On Fri, 7 May 2010, Zhang, Xiantao wrote:
>
> >>>
> >>> Also there are two gtsc_khz AFAICT: d->arch.tsc_khz and
> >>> d->arch.hvm_domain.gtsc_khz, why hvm guests have their own separate
> >>> record of the guest tsc frequency, when they never actually change
> >>> it?
>
> The latter one is only used for save/restore and migration to record the
> guest's expected TSC frequency.

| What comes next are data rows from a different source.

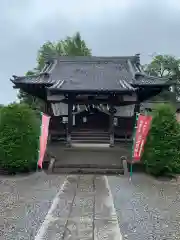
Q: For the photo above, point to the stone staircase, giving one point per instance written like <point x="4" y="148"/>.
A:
<point x="90" y="137"/>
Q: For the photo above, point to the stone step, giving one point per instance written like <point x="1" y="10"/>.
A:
<point x="59" y="164"/>
<point x="89" y="134"/>
<point x="89" y="140"/>
<point x="90" y="137"/>
<point x="74" y="170"/>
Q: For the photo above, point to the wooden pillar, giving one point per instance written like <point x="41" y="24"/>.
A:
<point x="70" y="119"/>
<point x="111" y="126"/>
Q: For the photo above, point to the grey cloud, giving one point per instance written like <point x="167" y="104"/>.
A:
<point x="143" y="26"/>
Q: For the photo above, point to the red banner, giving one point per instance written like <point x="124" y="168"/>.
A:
<point x="43" y="138"/>
<point x="143" y="126"/>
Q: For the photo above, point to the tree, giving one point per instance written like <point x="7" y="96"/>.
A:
<point x="162" y="150"/>
<point x="70" y="46"/>
<point x="19" y="138"/>
<point x="165" y="66"/>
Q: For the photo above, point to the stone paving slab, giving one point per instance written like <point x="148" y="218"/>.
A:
<point x="83" y="209"/>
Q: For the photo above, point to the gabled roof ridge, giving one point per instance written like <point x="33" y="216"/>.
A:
<point x="44" y="74"/>
<point x="142" y="74"/>
<point x="95" y="58"/>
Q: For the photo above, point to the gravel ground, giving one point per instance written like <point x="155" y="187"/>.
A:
<point x="24" y="203"/>
<point x="147" y="208"/>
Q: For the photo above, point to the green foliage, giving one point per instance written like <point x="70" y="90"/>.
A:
<point x="162" y="150"/>
<point x="19" y="138"/>
<point x="165" y="66"/>
<point x="70" y="46"/>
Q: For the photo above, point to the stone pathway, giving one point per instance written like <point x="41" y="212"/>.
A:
<point x="83" y="209"/>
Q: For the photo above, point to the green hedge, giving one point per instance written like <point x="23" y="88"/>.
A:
<point x="162" y="150"/>
<point x="19" y="138"/>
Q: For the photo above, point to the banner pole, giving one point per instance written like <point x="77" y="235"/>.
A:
<point x="39" y="140"/>
<point x="134" y="136"/>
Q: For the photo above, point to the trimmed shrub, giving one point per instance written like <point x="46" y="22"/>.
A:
<point x="19" y="138"/>
<point x="162" y="150"/>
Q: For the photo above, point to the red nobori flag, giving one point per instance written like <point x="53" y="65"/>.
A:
<point x="43" y="138"/>
<point x="143" y="126"/>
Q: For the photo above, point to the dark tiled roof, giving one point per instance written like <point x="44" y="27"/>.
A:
<point x="94" y="73"/>
<point x="66" y="85"/>
<point x="142" y="79"/>
<point x="42" y="78"/>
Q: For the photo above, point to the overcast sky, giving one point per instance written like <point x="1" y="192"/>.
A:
<point x="110" y="27"/>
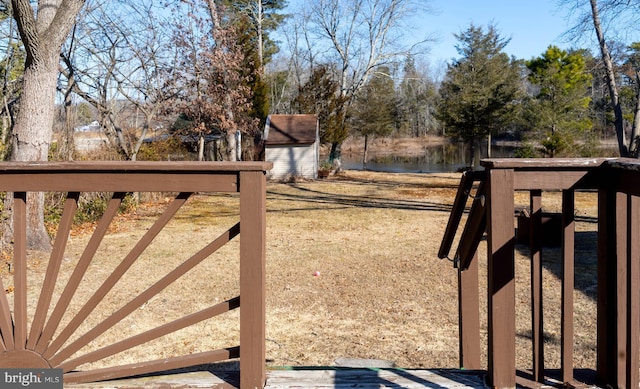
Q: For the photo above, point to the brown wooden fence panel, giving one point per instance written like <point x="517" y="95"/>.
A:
<point x="58" y="337"/>
<point x="618" y="303"/>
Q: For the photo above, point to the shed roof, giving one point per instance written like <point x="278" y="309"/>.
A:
<point x="291" y="129"/>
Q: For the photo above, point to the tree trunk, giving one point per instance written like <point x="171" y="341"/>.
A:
<point x="43" y="28"/>
<point x="335" y="154"/>
<point x="201" y="148"/>
<point x="611" y="81"/>
<point x="231" y="146"/>
<point x="364" y="153"/>
<point x="32" y="137"/>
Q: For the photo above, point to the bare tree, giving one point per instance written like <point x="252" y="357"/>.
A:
<point x="610" y="17"/>
<point x="359" y="36"/>
<point x="43" y="27"/>
<point x="122" y="52"/>
<point x="214" y="97"/>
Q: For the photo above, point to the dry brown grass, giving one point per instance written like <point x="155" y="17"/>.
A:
<point x="382" y="292"/>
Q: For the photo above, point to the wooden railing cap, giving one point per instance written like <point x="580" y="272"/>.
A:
<point x="133" y="166"/>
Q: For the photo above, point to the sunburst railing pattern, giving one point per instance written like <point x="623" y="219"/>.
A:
<point x="55" y="336"/>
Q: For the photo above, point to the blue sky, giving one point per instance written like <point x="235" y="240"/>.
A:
<point x="532" y="25"/>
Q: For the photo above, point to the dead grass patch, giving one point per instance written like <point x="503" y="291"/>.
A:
<point x="382" y="292"/>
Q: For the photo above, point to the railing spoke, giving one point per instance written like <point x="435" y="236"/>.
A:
<point x="62" y="237"/>
<point x="79" y="271"/>
<point x="116" y="274"/>
<point x="568" y="259"/>
<point x="165" y="364"/>
<point x="535" y="247"/>
<point x="20" y="269"/>
<point x="152" y="334"/>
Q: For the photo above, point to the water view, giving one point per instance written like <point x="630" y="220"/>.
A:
<point x="436" y="159"/>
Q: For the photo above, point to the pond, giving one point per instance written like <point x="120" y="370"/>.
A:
<point x="436" y="159"/>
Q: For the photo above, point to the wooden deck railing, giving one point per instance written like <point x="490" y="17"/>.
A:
<point x="617" y="182"/>
<point x="45" y="340"/>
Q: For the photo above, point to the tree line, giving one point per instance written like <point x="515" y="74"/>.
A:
<point x="202" y="68"/>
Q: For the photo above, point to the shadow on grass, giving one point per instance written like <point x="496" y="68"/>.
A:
<point x="338" y="201"/>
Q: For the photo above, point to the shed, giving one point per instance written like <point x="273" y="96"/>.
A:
<point x="292" y="144"/>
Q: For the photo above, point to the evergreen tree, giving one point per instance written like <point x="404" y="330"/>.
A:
<point x="561" y="106"/>
<point x="254" y="19"/>
<point x="480" y="90"/>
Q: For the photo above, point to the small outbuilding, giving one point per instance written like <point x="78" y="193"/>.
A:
<point x="292" y="144"/>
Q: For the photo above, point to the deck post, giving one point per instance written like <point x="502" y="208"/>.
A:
<point x="568" y="276"/>
<point x="252" y="279"/>
<point x="633" y="299"/>
<point x="535" y="247"/>
<point x="469" y="319"/>
<point x="501" y="278"/>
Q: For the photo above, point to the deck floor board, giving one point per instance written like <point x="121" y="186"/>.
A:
<point x="301" y="378"/>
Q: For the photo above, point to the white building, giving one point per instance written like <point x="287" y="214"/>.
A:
<point x="292" y="143"/>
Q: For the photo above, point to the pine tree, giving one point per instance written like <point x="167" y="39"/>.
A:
<point x="560" y="110"/>
<point x="480" y="90"/>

Thanks!
> Xiantao
>
This is my proposed fix: I am removing the tsc_scaled variable that is
never actually used because when tsc needs to be scaled vtsc is 1.
I am also making this more explicit in tsc_set_info.
I am also removing hvm_domain.gtsc_khz that is a duplicate of
d->arch.tsc_khz.
I am using scale_delta(delta, &d->arch.ns_to_vtsc) to scale the tsc
value before returning it to the guest like in the pv case.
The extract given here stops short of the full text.